Computer-vision representation learning. I-JEPA and its successors function as drop-in self-supervised pretraining for downstream image-understanding tasks. The released ViT-H and ViT-g checkpoints have been used by external groups for image classification, depth estimation, object counting, and dense prediction tasks, with the benefit of not requiring labeled pretraining data or augmentation pipelines.[5][19]
Video understanding and action recognition. V-JEPA is a strong frozen-backbone feature extractor for video classification, action anticipation, and video question answering, with V-JEPA 2 substantially extending these capabilities at the 1.2B parameter scale.[6][23]
Robotics and embodied AI. V-JEPA 2-AC demonstrated zero-shot robotic pick-and-place on Franka arms in unseen labs, using only 62 hours of unlabeled robot video as post-training data, a striking sample-efficiency result relative to traditional behavior-cloning or reinforcement-learning baselines.[7][26] This is the most concrete realization to date of LeCun's claim that latent world models can support embodied AI without massive on-robot data collection.[7]
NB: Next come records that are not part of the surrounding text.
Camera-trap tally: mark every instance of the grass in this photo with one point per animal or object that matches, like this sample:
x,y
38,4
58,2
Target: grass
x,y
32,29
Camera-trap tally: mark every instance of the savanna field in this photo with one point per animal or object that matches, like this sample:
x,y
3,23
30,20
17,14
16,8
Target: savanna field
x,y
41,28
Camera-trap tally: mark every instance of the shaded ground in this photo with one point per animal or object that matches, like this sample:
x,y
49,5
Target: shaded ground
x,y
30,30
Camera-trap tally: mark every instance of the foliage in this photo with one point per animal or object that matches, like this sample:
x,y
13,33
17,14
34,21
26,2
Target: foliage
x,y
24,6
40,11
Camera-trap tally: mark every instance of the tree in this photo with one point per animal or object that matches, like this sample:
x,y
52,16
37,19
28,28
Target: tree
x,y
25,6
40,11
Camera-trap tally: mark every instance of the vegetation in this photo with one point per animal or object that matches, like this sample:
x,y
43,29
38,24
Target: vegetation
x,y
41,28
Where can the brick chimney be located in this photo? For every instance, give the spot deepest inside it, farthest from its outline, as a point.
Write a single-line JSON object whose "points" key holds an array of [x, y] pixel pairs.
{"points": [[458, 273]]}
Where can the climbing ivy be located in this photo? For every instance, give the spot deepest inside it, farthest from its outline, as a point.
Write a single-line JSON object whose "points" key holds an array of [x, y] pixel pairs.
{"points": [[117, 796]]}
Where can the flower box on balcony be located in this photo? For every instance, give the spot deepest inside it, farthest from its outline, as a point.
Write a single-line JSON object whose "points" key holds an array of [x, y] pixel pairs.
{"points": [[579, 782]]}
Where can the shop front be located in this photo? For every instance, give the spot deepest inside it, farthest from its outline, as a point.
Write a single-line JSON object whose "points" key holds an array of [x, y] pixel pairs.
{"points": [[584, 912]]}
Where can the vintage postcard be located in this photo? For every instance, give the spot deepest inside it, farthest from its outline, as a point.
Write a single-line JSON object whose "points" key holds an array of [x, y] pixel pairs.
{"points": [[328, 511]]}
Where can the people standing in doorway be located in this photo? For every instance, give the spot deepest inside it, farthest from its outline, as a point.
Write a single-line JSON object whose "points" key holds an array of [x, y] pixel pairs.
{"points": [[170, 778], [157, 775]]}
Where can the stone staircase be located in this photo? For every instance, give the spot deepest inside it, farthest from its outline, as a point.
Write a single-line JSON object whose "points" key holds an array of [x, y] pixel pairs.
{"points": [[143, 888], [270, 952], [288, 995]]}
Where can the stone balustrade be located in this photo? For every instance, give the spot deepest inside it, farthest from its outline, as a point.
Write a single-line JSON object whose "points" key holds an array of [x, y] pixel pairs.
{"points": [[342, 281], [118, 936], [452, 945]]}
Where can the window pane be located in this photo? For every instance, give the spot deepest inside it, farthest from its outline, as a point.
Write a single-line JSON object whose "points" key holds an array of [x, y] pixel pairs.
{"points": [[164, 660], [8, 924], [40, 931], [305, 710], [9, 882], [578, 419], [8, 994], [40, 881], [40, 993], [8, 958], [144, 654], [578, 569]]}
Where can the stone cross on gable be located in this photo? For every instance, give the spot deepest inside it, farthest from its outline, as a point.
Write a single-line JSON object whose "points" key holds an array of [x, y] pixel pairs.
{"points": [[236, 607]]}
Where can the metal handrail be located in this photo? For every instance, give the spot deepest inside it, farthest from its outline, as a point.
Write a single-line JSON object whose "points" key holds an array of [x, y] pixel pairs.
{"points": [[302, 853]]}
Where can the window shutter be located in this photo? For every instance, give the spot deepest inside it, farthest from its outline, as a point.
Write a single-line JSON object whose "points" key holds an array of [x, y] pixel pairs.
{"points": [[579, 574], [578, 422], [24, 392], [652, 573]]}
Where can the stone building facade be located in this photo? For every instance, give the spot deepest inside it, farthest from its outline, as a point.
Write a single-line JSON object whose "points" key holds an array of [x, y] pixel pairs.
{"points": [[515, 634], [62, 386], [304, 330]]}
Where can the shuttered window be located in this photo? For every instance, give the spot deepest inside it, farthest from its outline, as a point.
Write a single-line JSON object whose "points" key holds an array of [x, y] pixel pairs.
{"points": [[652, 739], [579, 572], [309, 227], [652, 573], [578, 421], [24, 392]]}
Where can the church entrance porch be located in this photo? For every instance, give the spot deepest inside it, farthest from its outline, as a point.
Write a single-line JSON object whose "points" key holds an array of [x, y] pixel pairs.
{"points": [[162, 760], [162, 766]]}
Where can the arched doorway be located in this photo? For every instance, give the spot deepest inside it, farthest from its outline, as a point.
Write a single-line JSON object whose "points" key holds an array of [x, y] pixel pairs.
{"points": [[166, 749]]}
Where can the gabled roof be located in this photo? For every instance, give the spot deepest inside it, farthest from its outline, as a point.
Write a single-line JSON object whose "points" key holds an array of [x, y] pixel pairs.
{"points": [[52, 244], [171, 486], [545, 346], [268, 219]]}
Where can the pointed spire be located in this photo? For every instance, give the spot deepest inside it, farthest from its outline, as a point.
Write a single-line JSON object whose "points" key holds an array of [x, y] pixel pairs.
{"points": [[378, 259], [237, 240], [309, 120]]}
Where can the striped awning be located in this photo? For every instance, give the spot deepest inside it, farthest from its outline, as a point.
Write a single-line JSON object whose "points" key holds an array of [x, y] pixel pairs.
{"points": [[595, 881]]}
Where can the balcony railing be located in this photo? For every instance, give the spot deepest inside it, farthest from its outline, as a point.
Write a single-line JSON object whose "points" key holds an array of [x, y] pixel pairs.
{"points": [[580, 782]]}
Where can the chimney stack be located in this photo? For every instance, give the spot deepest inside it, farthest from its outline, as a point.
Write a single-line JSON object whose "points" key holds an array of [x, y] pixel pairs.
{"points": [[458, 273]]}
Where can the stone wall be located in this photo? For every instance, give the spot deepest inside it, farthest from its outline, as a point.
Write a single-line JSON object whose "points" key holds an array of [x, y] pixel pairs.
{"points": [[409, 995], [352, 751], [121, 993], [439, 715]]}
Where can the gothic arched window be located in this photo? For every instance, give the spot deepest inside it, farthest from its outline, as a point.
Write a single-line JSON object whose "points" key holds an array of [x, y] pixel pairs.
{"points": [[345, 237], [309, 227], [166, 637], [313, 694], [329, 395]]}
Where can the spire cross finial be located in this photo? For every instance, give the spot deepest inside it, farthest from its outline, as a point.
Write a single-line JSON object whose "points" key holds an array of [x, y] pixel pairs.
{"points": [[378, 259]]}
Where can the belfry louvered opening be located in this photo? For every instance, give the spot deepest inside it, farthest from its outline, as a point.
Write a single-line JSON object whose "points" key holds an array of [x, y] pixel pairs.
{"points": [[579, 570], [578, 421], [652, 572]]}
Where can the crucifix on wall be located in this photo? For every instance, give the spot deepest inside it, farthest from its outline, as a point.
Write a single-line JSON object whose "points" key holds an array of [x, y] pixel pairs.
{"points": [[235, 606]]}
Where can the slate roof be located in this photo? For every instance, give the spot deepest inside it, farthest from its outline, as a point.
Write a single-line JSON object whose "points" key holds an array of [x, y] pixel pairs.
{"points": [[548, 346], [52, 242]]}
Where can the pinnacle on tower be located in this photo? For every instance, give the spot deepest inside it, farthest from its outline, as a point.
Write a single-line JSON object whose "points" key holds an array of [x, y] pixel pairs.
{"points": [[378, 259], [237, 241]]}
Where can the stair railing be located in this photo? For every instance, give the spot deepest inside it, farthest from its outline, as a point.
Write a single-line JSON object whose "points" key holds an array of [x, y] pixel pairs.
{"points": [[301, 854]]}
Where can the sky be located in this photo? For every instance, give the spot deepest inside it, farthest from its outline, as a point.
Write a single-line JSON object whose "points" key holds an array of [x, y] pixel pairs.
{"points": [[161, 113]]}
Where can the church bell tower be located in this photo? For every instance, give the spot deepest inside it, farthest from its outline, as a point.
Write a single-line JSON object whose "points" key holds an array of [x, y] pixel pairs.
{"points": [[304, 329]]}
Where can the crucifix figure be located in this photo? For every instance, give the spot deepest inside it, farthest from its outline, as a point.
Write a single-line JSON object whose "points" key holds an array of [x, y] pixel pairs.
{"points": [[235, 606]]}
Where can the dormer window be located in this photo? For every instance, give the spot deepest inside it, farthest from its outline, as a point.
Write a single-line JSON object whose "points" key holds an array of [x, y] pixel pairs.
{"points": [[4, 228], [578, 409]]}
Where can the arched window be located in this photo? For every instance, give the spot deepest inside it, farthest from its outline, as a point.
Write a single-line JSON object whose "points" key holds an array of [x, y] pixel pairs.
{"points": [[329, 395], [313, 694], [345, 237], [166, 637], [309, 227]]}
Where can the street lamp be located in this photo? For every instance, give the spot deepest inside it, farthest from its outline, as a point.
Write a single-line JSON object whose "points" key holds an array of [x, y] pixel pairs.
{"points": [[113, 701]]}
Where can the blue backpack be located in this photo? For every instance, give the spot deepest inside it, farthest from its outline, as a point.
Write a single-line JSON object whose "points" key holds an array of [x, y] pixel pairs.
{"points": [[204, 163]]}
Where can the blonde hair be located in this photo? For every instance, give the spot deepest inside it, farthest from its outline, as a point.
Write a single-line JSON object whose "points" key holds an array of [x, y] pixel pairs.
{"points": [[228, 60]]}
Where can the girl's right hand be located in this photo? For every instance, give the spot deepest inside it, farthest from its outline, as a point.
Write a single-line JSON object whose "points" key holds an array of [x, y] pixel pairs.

Domain-specific extensions. Variants such as Point-JEPA, Audio-JEPA, Signal-JEPA, and 3D-JEPA have applied the latent-prediction recipe to point clouds, audio, biomedical signals, and 3D scene understanding, generally showing favorable sample efficiency relative to reconstruction baselines.[31][32][34]
Important limitations remain, however, and are openly acknowledged in the V-JEPA 2 paper and Meta's blog post.[7][23] First, the physical-reasoning gap between current JEPA models and humans is large: V-JEPA 2 trails human accuracy by 20-30 absolute percentage points on IntPhys 2, MVPBench, and CausalVQA, indicating that latent prediction over internet video does not by itself produce robust causal understanding.[7] Second, JEPAs as currently trained are passive observers: they cannot plan over long horizons, and the hierarchical multi-level JEPA that LeCun's 2022 paper envisaged has not been publicly demonstrated at scale.[11][7] Third, the practical training of JEPAs has historically depended on the EMA/stop-gradient heuristic stack that LeJEPA explicitly identifies as theoretically unsatisfying; whether the LeJEPA recipe will hold up at the scales now being attempted by AMI Labs is an open question as of mid-2026.[8][27] Finally, JEPA's claim to general intelligence remains contested by major figures in the field, and there is no published evidence, within or outside Meta, that a JEPA-trained system can match LLM-class reasoning, dialogue, or knowledge-intensive performance, nor that it would on the timelines implied by AMI Labs's billion-dollar seed round.[3][35][36]